The Delhi-based Indraprastha Institute of Information Technology (IIIT) along with Institute of Post-Graduate Medical Education and Research (IPGME&R), Kolkata and the Inria Saclay-Île-de-France Research Centre, France has worked on an Artificial Intelligence (AI) algorithm that can help quicken the search for COVID-19 treatment. The AI model will work on repositioning the treatment of COVID-19 by checking for a medicine which has the highest probability of effectiveness against the COVID-19 virus.
Usually, such a research would have taken months, if not years, if researchers would have attempted to do so manually. Parallelly, the search for a new drug will take time too, as any new drug needs to be tested through multiple trials before they are approved by national and international agencies. Similarly, the discovery of a vaccine against COVID-19 seems at least a year or two away too.
In such a scenario, repurposing available drugs for the disease seems to be the only timely solution. In the recent past, drugs such as Hydroxychloroquine (HCQ), Dexamethasone, Remdesivir, Avifavir/Favipiravir etc. have been repositioned for COVID-19. The other drugs which are on trial include Ribavirin, Umifenovir, Sofosbuvir and several antiretrovirals.
The AI algorithm created by the trio prune through a database of drugs called drugback.ca which lists more than 100 antivirals that have been approved. The AI algorithm will follow the drug-target interaction (DTI) prediction approach on this list to discover which drug, originally meant for a different ailment, can be repurposed to treat a certain disease.
The AI algorithm will first identify similarities between the genomic structures of the existing viruses and the novel coronavirus, and then compute the similarities between the chemical structures of the drugs.

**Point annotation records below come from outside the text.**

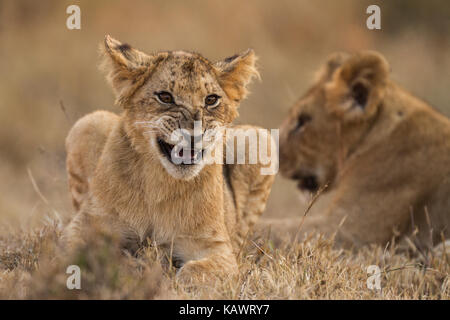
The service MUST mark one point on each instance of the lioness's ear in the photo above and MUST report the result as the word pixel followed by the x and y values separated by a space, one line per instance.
pixel 126 68
pixel 236 72
pixel 357 87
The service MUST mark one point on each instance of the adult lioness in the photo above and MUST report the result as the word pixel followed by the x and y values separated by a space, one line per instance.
pixel 383 154
pixel 122 172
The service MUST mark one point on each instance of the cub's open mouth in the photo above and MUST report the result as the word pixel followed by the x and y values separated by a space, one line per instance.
pixel 183 156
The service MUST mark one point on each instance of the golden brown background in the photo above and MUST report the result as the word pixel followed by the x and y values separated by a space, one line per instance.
pixel 43 66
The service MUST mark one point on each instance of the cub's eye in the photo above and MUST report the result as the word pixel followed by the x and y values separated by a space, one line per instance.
pixel 164 97
pixel 302 120
pixel 212 100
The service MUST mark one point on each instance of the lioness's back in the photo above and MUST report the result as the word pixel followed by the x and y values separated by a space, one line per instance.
pixel 84 145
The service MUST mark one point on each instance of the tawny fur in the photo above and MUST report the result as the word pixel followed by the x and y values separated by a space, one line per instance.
pixel 119 179
pixel 384 154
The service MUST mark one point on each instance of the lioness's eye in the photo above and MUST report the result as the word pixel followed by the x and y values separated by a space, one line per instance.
pixel 164 97
pixel 302 119
pixel 212 100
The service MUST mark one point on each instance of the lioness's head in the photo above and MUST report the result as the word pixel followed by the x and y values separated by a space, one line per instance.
pixel 326 124
pixel 167 93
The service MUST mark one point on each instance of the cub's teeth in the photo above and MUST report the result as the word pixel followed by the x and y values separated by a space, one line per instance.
pixel 197 155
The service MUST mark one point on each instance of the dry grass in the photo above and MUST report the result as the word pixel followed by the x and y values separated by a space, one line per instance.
pixel 33 267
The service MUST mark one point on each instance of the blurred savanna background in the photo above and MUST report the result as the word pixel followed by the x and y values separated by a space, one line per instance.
pixel 50 77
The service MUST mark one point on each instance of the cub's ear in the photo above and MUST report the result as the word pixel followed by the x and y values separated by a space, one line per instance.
pixel 333 62
pixel 357 87
pixel 126 68
pixel 236 72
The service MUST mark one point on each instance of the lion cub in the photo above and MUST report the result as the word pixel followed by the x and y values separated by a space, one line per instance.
pixel 121 168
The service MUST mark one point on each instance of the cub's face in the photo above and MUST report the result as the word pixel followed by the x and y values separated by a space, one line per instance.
pixel 328 122
pixel 175 101
pixel 308 142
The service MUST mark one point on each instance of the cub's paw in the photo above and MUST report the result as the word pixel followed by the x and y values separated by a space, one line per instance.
pixel 203 271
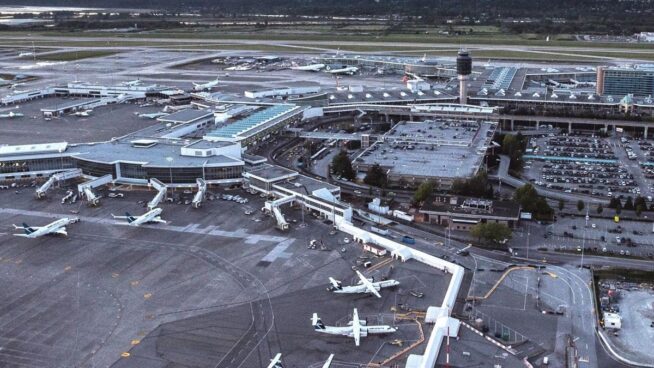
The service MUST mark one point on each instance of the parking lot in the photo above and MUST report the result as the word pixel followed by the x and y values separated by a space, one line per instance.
pixel 591 165
pixel 601 236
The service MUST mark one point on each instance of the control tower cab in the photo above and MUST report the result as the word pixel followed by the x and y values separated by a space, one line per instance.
pixel 463 70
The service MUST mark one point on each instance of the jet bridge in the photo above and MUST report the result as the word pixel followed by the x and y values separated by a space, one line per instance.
pixel 199 196
pixel 162 189
pixel 56 177
pixel 86 188
pixel 272 207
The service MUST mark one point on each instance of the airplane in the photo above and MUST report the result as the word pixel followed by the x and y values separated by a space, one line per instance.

For the next step, the algorithm will look at the historical information regarding the effectiveness of the drug on different viruses. Based on this information, drugs that were effective in treating viruses with a similar genomic structure as the novel coronavirus will be selected.
Such deductions have worked in the past. For example, the drug Imatinib mesylate was originally discovered for leukaemia treatment but was proven effective in treating gastrointestinal stromal tumours too.
One constant challenge for doctors and epidemiologists is that the novel Coronavirus is constantly mutating at a fast pace. For example, drugs that were effective on the strain of novel coronavirus in December 2019 are very different than the drugs effective on the strain in June 2020. Thus, AI algorithms like the one developed by IIIT-Delhi can help professionals evolve the drugs based on the evolution of the virus.